Ali Akbar Velayati, head of the Expediency Council’s Strategic Research Center, told the semi-official Tasnim news agency that a “calculating newcomer” like Trump wouldn’t dare confront Iran, which is far more powerful than other countries the U.S. has come up against.

Velayati was responding to Trump’s veiled warning on Friday to Iranian President Hassan Rouhani in which he said Rouhani “better be careful” about threatening the U.S.

“We are by no means worried about Trump’s comments,” Velayati said, adding that despite Trump’s public rhetoric, the president is a calculating politician. Furthermore, the Iranian official told Tasnim, the opposition Trump faces at home among the media, judiciary and influential politicians will prevent him from doing what he wants with Iran.

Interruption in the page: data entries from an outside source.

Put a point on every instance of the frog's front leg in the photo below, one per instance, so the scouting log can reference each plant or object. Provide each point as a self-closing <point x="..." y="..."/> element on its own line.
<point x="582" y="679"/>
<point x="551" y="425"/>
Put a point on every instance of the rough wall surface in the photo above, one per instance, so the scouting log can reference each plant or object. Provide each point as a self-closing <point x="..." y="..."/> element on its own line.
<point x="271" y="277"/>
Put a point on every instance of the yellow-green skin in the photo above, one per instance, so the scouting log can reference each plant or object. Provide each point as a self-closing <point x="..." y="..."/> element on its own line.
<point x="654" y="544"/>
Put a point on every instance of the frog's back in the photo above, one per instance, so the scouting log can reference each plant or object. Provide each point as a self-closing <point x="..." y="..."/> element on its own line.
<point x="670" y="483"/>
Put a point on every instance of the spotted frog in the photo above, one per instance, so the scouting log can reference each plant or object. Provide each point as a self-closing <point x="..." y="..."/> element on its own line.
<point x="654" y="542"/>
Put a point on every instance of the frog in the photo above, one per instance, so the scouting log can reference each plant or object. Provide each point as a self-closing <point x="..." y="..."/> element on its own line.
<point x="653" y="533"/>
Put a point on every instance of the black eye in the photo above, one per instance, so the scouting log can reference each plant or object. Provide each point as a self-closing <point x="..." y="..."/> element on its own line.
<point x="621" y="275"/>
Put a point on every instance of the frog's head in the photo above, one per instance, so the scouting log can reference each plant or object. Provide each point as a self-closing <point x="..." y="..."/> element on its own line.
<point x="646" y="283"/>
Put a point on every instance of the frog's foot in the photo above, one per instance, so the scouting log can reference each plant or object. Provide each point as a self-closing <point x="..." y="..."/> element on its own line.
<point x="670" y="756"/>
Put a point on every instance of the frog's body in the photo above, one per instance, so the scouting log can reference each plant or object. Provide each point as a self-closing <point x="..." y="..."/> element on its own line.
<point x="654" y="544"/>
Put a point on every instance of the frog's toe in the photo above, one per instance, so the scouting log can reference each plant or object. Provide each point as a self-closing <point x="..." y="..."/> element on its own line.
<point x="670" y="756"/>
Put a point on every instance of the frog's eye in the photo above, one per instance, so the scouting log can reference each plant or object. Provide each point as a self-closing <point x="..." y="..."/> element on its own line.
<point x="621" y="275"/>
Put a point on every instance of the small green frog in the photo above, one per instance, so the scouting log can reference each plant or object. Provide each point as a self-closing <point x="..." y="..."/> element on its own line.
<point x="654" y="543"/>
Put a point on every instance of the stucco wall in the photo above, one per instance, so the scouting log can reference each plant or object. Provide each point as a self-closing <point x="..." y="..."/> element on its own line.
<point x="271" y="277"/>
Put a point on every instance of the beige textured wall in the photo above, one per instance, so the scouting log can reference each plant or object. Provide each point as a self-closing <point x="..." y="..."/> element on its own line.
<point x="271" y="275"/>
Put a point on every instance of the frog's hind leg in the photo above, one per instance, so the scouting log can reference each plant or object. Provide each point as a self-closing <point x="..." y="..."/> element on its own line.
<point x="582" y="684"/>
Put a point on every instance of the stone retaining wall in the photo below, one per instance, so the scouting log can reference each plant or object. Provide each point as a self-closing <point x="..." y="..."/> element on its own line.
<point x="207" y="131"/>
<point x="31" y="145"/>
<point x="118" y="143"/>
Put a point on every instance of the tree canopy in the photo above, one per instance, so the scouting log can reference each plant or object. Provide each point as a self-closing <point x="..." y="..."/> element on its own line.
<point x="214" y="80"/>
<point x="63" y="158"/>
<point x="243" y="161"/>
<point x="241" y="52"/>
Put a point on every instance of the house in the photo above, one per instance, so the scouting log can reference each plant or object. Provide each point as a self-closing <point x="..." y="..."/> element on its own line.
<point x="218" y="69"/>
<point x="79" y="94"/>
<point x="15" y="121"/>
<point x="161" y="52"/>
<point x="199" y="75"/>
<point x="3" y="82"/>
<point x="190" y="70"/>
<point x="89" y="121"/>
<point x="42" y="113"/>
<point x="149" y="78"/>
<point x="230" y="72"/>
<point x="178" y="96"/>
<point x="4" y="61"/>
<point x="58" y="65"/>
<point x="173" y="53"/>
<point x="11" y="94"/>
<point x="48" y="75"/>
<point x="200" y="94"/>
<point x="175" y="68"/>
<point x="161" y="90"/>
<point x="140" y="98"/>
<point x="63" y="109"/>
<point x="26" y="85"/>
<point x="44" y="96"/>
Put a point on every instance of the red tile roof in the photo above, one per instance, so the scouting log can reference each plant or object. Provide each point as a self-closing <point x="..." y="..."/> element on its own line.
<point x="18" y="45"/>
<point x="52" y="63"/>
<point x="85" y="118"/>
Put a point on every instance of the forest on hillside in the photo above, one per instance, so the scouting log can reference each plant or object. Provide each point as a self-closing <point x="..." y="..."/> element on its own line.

Velayati, who also served as Iran’s foreign minister, said the Islamic Republic was not seeking war against any country, but would not waste a moment defending itself if necessary.

His comments come after Rouhani addressed the Iranian people on Friday in an event to commemorate the 38th anniversary of the Islamic Revolution.

“We are experiencing conditions in which some novices have come to power in the region, in the world and in the U.S. as they should all know that they have to talk to the Iranian nation with the language of respect and dignity,” Rouhani said.

The following day, head of Iran’s Strategic Council on Foreign Relations Kamal Kharrazi described the new president as “a rookie person and a newcomer on the political scene [who] has made many mistakes.”

The commemoration of the revolution was marked with hundreds of thousands of people taking to the streets and celebrating by burning effigies of Trump and chanting “Death to America,” and “Death to Israel.”